Un condiment aux bienfaits surprenants
Originaire de Chine, la sauce soja est un mélange de graines de soja fermentées, de sel et d’eau. Deux procédés principaux existent : le tamari, qui ne contient que du soja, et les variétés additionnées de blé. Sa fermentation prolongée, d’au moins six mois, lui confère des propriétés probiotiques bénéfiques pour notre flore intestinale, selon Isabelle de Vaugelas, diététicienne-nutritionniste.
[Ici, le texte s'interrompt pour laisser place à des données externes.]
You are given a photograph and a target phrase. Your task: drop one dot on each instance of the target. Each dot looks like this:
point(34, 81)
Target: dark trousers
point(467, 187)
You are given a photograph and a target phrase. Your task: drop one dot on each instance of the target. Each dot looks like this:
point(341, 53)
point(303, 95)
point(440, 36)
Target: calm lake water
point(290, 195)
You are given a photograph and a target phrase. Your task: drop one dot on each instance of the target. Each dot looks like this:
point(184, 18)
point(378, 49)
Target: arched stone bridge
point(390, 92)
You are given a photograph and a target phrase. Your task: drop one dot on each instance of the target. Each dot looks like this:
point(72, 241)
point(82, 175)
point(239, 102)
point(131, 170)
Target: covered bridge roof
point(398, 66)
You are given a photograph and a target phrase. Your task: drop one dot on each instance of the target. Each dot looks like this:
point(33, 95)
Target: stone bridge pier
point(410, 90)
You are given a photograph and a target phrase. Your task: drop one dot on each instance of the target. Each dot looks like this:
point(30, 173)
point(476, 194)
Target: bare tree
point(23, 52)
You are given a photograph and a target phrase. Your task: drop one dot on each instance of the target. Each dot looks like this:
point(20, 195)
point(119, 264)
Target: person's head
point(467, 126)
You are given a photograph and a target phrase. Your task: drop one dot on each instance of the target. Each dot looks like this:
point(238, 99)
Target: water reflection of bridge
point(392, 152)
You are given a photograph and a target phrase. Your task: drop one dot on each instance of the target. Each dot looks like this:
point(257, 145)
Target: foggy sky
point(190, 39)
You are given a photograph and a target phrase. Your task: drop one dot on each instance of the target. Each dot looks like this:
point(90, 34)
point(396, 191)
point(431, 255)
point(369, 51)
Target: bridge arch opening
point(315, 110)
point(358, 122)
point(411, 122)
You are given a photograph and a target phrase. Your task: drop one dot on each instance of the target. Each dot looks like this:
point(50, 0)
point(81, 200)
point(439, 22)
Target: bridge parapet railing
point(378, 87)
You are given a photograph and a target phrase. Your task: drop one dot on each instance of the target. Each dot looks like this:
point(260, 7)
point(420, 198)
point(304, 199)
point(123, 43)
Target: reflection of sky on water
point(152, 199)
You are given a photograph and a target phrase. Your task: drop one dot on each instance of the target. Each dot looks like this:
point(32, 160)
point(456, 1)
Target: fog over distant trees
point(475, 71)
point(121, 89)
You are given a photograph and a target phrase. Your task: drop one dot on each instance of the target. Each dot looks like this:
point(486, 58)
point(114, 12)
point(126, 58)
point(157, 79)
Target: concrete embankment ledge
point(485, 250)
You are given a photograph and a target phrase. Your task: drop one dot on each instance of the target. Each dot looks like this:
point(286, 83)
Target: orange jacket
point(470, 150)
En intégrant cette sauce dans notre alimentation, nous favorisons un microbiote équilibré, contribuant ainsi à renforcer notre système immunitaire tout en améliorant notre bien-être psychologique.
Les additifs à fuir
Avant d'ajouter votre sauce soja au panier, il est crucial de scruter la liste des ingrédients pour éviter certains additifs potentiellement nocifs :
- Glutamate monosodique (E621) : souvent associé à des problèmes d'obésité et de régulation de l'appétit.
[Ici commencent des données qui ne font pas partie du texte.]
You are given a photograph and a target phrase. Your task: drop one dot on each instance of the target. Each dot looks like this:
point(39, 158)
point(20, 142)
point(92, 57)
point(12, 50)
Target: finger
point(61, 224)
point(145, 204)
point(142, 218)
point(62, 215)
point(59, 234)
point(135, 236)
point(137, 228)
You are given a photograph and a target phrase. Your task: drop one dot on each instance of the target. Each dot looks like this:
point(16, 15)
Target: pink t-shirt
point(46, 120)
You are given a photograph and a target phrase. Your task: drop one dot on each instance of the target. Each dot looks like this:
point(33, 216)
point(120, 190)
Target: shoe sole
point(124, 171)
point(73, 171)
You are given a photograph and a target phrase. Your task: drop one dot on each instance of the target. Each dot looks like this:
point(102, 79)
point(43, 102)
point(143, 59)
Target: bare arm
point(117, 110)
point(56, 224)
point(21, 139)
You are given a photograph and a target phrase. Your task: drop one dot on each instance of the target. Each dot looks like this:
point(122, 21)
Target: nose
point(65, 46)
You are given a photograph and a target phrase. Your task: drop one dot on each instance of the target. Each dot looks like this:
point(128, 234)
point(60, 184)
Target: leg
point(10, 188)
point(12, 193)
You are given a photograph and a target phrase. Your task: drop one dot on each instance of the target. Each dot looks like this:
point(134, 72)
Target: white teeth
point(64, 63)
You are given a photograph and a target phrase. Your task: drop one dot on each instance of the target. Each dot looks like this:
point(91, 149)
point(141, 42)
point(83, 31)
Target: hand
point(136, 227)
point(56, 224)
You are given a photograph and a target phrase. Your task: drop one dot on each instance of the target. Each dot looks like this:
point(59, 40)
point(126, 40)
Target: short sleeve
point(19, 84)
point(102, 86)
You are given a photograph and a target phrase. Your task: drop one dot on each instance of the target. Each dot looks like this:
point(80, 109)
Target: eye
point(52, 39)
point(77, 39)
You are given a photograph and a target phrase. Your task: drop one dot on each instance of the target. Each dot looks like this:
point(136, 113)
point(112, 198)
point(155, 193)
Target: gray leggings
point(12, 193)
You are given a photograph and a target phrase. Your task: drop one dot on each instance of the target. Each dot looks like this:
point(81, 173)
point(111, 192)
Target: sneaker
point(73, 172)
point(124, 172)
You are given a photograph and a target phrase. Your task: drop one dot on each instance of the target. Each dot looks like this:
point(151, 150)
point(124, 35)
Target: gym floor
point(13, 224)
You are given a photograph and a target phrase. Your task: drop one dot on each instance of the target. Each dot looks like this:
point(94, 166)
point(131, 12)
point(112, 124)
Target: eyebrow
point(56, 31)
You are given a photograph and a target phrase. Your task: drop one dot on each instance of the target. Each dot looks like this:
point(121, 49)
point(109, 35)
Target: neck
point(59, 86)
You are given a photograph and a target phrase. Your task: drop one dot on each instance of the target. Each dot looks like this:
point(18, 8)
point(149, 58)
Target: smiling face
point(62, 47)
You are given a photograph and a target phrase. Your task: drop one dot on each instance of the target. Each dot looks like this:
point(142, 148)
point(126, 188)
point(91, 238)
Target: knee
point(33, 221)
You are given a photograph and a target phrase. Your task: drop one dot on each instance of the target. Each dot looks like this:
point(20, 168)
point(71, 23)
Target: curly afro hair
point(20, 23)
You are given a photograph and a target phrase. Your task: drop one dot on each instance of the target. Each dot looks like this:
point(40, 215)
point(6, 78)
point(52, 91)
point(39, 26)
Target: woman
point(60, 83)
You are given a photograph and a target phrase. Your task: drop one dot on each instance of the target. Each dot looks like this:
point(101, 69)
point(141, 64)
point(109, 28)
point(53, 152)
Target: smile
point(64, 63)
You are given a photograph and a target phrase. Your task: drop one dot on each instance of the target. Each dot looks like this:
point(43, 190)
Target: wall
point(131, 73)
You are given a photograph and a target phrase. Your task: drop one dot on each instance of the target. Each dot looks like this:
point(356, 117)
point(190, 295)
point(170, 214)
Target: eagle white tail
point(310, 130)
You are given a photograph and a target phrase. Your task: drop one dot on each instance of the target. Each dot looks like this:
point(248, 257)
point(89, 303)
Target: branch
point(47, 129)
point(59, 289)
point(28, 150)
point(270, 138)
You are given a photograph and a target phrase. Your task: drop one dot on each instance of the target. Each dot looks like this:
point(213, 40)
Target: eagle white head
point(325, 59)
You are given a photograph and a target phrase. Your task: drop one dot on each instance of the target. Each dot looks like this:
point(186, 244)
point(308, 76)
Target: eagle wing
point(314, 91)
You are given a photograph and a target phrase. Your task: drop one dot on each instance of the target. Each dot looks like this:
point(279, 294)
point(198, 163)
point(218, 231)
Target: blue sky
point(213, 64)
- Sorbate de potassium (E202) : un conservateur suspecté d’être mutagène.
- Colorants artificiels : certains, comme le E150c, peuvent contenir de l’ammoniaque.
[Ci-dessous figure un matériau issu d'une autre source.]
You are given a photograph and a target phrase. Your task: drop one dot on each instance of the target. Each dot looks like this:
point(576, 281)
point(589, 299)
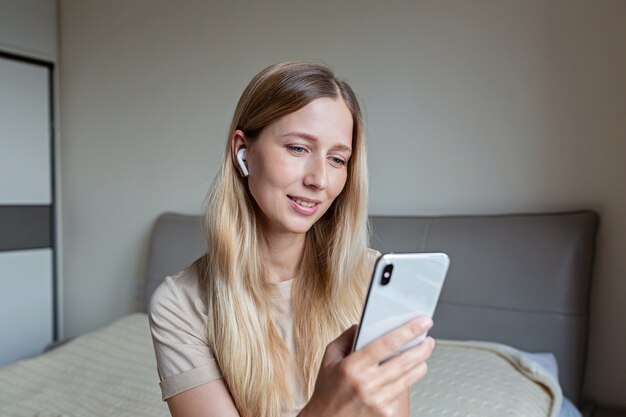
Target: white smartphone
point(403, 287)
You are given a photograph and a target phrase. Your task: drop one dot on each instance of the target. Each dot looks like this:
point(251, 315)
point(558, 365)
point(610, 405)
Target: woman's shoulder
point(180, 291)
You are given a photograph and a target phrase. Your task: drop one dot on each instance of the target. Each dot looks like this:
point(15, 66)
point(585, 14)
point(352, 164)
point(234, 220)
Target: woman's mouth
point(306, 207)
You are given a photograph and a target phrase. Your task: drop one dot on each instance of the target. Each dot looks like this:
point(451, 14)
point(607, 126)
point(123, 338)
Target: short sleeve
point(178, 326)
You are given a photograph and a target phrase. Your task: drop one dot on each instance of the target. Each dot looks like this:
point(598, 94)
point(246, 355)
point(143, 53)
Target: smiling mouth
point(307, 204)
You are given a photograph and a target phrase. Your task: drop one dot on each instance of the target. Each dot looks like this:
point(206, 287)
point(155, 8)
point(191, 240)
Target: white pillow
point(549, 362)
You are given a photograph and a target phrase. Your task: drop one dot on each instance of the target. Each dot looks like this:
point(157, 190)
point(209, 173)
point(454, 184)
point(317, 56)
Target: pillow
point(549, 362)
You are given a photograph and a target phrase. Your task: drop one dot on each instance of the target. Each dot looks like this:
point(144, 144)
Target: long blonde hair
point(328, 293)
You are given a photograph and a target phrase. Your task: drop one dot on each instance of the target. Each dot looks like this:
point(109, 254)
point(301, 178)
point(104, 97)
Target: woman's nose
point(315, 175)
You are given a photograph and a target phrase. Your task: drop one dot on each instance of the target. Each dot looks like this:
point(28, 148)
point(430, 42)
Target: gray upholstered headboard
point(522, 280)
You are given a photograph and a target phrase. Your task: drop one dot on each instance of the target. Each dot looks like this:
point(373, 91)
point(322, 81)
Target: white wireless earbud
point(244, 169)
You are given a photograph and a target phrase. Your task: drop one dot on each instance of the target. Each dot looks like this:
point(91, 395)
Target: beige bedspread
point(112, 372)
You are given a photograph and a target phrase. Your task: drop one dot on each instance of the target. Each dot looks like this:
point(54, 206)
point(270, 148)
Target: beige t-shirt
point(178, 318)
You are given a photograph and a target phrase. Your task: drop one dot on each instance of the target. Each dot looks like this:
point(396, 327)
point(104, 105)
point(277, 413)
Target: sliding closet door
point(26, 209)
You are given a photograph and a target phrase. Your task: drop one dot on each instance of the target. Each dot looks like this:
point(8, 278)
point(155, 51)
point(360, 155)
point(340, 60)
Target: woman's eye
point(297, 149)
point(337, 161)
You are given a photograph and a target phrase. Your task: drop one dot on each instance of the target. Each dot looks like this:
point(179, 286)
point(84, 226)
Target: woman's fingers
point(396, 368)
point(389, 343)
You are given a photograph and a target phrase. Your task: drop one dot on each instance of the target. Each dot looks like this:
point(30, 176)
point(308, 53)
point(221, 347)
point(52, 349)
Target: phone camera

La sauce soja sucrée : à éviter
Pour la diététicienne, la sauce soja sucrée ressemble davantage à une confiture de soja. Composée en grande partie de sucre, souvent sous forme de sirop, elle ne contient qu’une infime quantité de sauce soja. En outre, sa nature sucrée favorise une envie accrue de consommer des aliments sucrés, ce qui la rend peu recommandable.
En somme, pour une sauce soja vraiment bénéfique, privilégiez les produits étiquetés « Tamari », sans additifs indésirables, et veillez à limiter votre consommation de sauces sucrées.